La sigla DRM sta per digital rights management, ovvero gestione dei diritti digitali, e questa definizione indica un insieme di tecnologie atte a limitare l'uso illimitato (perdonate il gioco di parole) e potenzialmente lesivo degli interessi dei titolari di copyright delle opere pretette. Questa tecnologia è oggi (purtroppo) abbondantemente presente, sia in ambito software che - ultimamente - hardware. L'esempio più calzante dell'applicazione di questa tecnologia è proprio il servizio di download legale di brani musicali di Apple. A questo proposito avevo pubblicato l'anno scorso un articolo piuttosto dettagliato sulla tecnologia DRM di cui sono infarciti i file scaricati dal music store della mela morsicata. Quindi se volete farvi un'idea di cosa sia in pratica questo benedetto DRM, potete dargli una letta.

A questo punto sorge spontanea una domanda, anzi due:
  • perché così tanti utenti sembrano improvvisamente essersi stufati delle canzoni scaricate da iTunes?
  • perché EMI ha deciso di rimuovere dai propri supporti ottici la tecnologia DRM?
Queste due domande, apparentemente diverse, hanno un'unica risposta: gli utenti si sono stancati di avere un mare di limitazioni su ciò che legalmente acquistano, sia che si tratti di un file scaricato da internet che di un cd o dvd regolarmente acquistato. Le canzoni scaricate da iTunes, ad esempio, sono sì legali, ma non so fino a che punto si può dire che siano effettivamente di proprietà di chi le ha acquistate. E questo perché non è ad esempio consentito farne più di un certo numero di copie, risulta piuttosto difficoltoso il trasferimento a un altro pc, per non parlare poi della riproduzione su dispositivi multimediali diversi dall'iPod (tipo lettori cd in auto, in casa, ecc...).

E' vero che queste limitazioni sono in alcuni casi abbastanza semplici da aggirare, ma richiedono tuttavia una certa perdita di tempo e spesso creano qualche difficoltà agli utenti "di primo pelo". E analogo discorso vale per i cd che contengono questa tecnologia, che anche qui vieta la loro riproduzione illimitata e mette vari altri paletti al loro libero e totale utilizzo. Il concetto di fondo è semplice: se una cosa è mia devo avere il diritto di farci quello che mi pare. Ed EMI pare aver capito questa cosa. Pare aver capito che mettere su supporti ottici tutte queste limitazione è inutile e controproducente; in primo luogo perché, come detto, sono facilmente aggirabili, e non solo dai pirati, e in secondo luogo perché allo stesso tempo creano problemi agli utenti onesti.
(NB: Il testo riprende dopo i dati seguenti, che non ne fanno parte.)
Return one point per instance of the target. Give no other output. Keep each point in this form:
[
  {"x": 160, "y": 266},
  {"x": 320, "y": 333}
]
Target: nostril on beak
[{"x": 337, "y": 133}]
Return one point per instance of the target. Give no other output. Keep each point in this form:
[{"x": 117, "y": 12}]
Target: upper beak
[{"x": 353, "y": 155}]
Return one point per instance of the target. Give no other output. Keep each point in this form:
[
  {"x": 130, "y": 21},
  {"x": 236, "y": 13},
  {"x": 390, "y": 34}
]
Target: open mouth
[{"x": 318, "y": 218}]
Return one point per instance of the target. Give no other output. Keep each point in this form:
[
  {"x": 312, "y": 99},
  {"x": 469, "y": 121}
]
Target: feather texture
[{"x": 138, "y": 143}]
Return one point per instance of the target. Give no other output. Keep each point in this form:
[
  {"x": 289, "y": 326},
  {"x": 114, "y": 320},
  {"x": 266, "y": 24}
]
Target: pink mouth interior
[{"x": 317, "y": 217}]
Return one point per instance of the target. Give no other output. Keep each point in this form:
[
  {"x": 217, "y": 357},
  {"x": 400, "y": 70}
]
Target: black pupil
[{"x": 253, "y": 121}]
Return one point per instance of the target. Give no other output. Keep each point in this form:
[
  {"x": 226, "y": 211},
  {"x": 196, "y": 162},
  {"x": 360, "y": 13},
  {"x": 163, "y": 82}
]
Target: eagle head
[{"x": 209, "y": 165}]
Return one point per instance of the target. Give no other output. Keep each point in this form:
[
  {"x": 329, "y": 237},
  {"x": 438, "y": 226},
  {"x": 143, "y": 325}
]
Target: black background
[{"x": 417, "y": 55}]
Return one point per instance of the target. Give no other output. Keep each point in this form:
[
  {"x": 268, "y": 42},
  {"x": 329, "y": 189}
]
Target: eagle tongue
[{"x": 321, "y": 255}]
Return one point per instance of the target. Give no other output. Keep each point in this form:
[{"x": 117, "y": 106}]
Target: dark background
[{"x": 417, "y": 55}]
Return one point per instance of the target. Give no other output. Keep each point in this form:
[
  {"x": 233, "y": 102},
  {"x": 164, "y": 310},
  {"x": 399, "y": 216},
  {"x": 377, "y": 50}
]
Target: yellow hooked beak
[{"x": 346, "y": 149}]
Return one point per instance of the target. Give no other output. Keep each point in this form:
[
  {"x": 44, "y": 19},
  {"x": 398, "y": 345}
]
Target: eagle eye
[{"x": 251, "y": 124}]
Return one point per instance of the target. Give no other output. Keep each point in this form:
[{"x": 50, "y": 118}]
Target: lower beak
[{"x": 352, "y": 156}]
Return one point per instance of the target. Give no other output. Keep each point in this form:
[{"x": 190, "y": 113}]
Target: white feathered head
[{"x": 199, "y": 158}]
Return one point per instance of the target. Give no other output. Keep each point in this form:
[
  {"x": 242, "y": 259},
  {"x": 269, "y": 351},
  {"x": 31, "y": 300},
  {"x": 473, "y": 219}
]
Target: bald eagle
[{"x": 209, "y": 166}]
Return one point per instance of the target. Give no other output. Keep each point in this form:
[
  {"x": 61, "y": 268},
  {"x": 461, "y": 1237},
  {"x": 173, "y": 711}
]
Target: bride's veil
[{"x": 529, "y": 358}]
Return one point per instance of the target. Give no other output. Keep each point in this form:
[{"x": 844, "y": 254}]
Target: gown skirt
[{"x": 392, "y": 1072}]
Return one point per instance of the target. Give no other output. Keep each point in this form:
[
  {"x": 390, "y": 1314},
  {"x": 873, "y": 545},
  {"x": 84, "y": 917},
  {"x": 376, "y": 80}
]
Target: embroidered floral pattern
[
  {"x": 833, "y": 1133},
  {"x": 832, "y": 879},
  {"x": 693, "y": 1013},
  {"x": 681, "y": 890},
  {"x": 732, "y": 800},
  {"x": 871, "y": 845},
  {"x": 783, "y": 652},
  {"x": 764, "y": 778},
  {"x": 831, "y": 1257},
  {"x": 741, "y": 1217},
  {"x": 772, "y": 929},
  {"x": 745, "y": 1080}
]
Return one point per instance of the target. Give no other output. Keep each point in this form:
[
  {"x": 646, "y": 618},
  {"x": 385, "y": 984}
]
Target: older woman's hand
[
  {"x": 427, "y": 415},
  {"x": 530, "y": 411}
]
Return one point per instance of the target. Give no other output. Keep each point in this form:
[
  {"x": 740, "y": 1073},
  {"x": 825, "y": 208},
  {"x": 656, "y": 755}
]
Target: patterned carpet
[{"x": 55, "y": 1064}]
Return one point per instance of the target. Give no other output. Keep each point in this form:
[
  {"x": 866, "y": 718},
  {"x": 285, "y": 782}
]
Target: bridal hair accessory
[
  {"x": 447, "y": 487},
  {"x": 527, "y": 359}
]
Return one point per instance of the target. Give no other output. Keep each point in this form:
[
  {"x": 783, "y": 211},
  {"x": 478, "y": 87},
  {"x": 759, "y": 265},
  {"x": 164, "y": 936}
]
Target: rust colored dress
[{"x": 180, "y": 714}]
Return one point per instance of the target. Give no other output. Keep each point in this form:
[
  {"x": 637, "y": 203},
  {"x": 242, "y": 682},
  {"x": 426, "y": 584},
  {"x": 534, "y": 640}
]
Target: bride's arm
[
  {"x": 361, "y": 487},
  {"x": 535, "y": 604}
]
Si sono insomma resi conto che è ridicolo che un utente acquisti una canzone che può ascoltare su un solo pc e masterizzare un numero limitato di volte.

Ora, c'è da augurarsi che la strada intrapresa da EMI non resti un caso isolato, ma sia l'input affinché altri capiscano che la pirateria non si combatte complicando la vita agli utenti onesti che la musica la pagano, ma cominci dall'abolizione di una tecnologia che da tempo ha cominciato a mostrare tutti i suoi limiti.

5 commenti:

Anonimo ha detto...

se una cosa è mia devo avere il diritto di farci quello che mi pare.

E mi pare che è questo il fulcro del problema.

Il discorso è lungo e complicato e pieno di trappole legali.

Ma la frase giusta è la tua.

Se una cosa è mia ci faccio quello che mi pare.

A chi mi ribatte che ci sono i diritti d'autore(che io ho pagato comperando l'oggetto) io ribatto che se non volevano che lo copiassi non mettevano in vendita masterizzatori e supporti vergini.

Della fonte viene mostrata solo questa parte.